Transcriptome analyses of sex differential gene expression in brains of rare minnow (Gobiocypris rarus) and effects of tributyltin exposure.

RNA-sequencing was used to identify sex-biased gene expression in brains of rare minnow (Gobiocypris rarus) by comparing transcriptomic profiles between females and males. Furthermore, transcriptomic responses to 10 ng/L tributyltin (TBT) in both male and female brains were also investigated to understand whether TBT affects the identified sex-biased genes. Differentially expressed genes (DEGs) were identified using the IDEG6 web tool. In this article, we presented male- and female-biased DEGs, and up-regulated and down-regulated DEGs after TBT exposure. The raw reads data supporting the present analyses has been deposited in NCBI Sequence Read Archive (SRA, http://www.ncbi.nlm.nih.gov/Traces/sra) with accession number PRJNA376634. The data presented in this article are related to the research article entitled "Transcriptomic analyses of sexual dimorphism of rare minnow (G. rarus) brains and effects of tributyltin exposure" (doi: 10.1016/j.ecoenv.2018.02.049).

Specifications table

Value of the data

The data show brain differentially expressed genes between male and female rare minnow, which could provide key information on the molecular basis of brain sexual dimorphism in fish.

The sexually dimorphic gene could provide valuable resources for investigating molecular mechanisms of sexual plasticity in response to environmental influences.

Analysis of the brain differentially expressed genes after tributyltin exposure would help to understand the molecular mechanisms of tributyltin toxicity.

Data

Brain transcriptome sequencing from control and tributyltin (TBT) exposed rare minnows was performed. The dataset of this article comprises 5 data files that generated from the differential gene expression analysis. The significantly differentially expressed genes (DEGs) in comparisons of Female vs. Male are presented in File 1. The DEGs in comparisons of Control vs. TBT in female fish are presented in File 2. The DEGs in comparisons of Control vs. TBT in male fish are presented in File 3. Among the sex-biased DEGs, the up- or down-regulated DEGs in female fish after TBT exposure are presented in File 4. The up- or down-regulated sex-biased DEGs in male fish after TBT exposure are presented in File 5.
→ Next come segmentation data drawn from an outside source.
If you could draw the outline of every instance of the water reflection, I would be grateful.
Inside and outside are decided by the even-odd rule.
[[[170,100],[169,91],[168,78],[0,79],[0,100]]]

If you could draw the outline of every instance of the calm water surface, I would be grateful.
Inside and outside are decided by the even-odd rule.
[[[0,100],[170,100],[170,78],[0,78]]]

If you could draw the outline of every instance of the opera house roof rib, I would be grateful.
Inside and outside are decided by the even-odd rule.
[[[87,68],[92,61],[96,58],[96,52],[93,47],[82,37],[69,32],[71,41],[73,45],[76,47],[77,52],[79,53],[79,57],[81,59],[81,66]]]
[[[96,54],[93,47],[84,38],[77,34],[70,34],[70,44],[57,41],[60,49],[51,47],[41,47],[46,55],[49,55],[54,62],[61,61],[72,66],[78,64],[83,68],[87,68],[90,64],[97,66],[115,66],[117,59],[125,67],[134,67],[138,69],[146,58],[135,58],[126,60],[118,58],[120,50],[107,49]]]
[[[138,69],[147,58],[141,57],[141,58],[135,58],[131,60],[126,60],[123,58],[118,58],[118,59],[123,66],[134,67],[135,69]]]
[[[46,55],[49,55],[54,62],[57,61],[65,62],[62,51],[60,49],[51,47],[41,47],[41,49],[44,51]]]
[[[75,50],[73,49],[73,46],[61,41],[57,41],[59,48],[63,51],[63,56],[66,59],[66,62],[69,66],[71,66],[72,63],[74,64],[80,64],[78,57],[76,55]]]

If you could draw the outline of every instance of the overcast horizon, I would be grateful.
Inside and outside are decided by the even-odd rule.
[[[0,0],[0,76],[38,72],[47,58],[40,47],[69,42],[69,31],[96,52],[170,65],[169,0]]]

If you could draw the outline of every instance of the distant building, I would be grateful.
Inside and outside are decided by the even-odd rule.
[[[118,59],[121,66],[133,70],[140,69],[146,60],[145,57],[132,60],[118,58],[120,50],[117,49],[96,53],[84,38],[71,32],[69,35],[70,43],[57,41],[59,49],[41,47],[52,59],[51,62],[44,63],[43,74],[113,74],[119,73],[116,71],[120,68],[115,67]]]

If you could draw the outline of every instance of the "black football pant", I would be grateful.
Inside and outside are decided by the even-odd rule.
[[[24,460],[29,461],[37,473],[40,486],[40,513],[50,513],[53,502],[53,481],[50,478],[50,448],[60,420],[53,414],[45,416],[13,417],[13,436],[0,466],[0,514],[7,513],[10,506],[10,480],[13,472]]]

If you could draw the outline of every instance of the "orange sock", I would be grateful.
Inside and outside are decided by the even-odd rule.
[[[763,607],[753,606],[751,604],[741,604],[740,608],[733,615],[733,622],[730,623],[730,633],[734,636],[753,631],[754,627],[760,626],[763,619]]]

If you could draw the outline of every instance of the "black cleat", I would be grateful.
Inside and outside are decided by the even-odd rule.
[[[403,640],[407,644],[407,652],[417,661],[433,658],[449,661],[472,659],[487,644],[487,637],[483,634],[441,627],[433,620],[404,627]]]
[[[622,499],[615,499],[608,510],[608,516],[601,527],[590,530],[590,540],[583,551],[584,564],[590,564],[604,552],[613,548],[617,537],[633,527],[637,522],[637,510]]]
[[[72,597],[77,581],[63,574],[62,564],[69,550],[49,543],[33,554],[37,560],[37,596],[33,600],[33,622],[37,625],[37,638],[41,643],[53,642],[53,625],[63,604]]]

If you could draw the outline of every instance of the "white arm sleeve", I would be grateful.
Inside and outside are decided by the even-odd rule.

Experimental design, materials, and methods

Chemicals and experimental species

The adult rare minnows were sex-separated and randomly assigned into glass tanks and exposed to TBT at nominal concentrations of 10 ng/L (84 pmol/L) or only equal volume of the solvent (1 μL/L 95% ethanol) as control for 60 d. At the end of the exposure, the brains were dissected out and used for Illumina sequencing.

Illumina sequencing

Three samples from the control or TBT exposure group were used for RNA isolation, as described in [1]. Sequencing was performed on Illumina HiSeq. 2500. The mRNA sequencing library was constructed as described previously [2]. High-quality reads (quality percentage value ≥ Q30%) were de novo assembled using the Trinity program [3]. Putative functions of unigenes were identified using BLAST (E-value ≤10−5) against public database including National Center for Biotechnology Information non-redundant protein database, Swiss-prot database, Clusters of Orthologous Groups, Gene Ontology, and Kyoto Encyclopedia of Genes and Genomes databases.

Identification of DEGs

The gene expression was measured as reads per kilo base of transcripts per million (RPKM) according to the method described in Mortazavi et al. [4]. Detection of DEGs was performed by the IDEG6 web tool [5], and the results of all statistical tests were corrected by multiple testing with the Benjamini-Hochberg false discovery rate control (FDR < 0.01). Genes were defined as differentially expressed by parameters of FDR < 0.01 and the absolute value of the log2 ratio ≥ 1.

Subject area	Biology
More specific subject area	Aquatic toxicology
Type of data	Excel files
How data was acquired	High-throughput RNA-sequencing
Data format	Filtered and analyzed with statistical tests
Experimental factors	The adult rare minnows (Gobiocypris rarus) were exposed to 10 ng/L of tributyltin or only equal volume of the solvent (1 μL/L 95% ethanol) as control, after 60 d the brains were sampled and frozen
Experimental features	RNA was isolated from the brains and sequencing was performed on the Illumina HiSeq. 2500 platform. Differential gene expression analysis was performed by the IDEG6 web tool.
Data source location	N/A
Data accessibility	Analyzed datasets are contained within this article. Raw data was deposited in the NCBI database Sequence Read Archive under accession number PRJNA376634.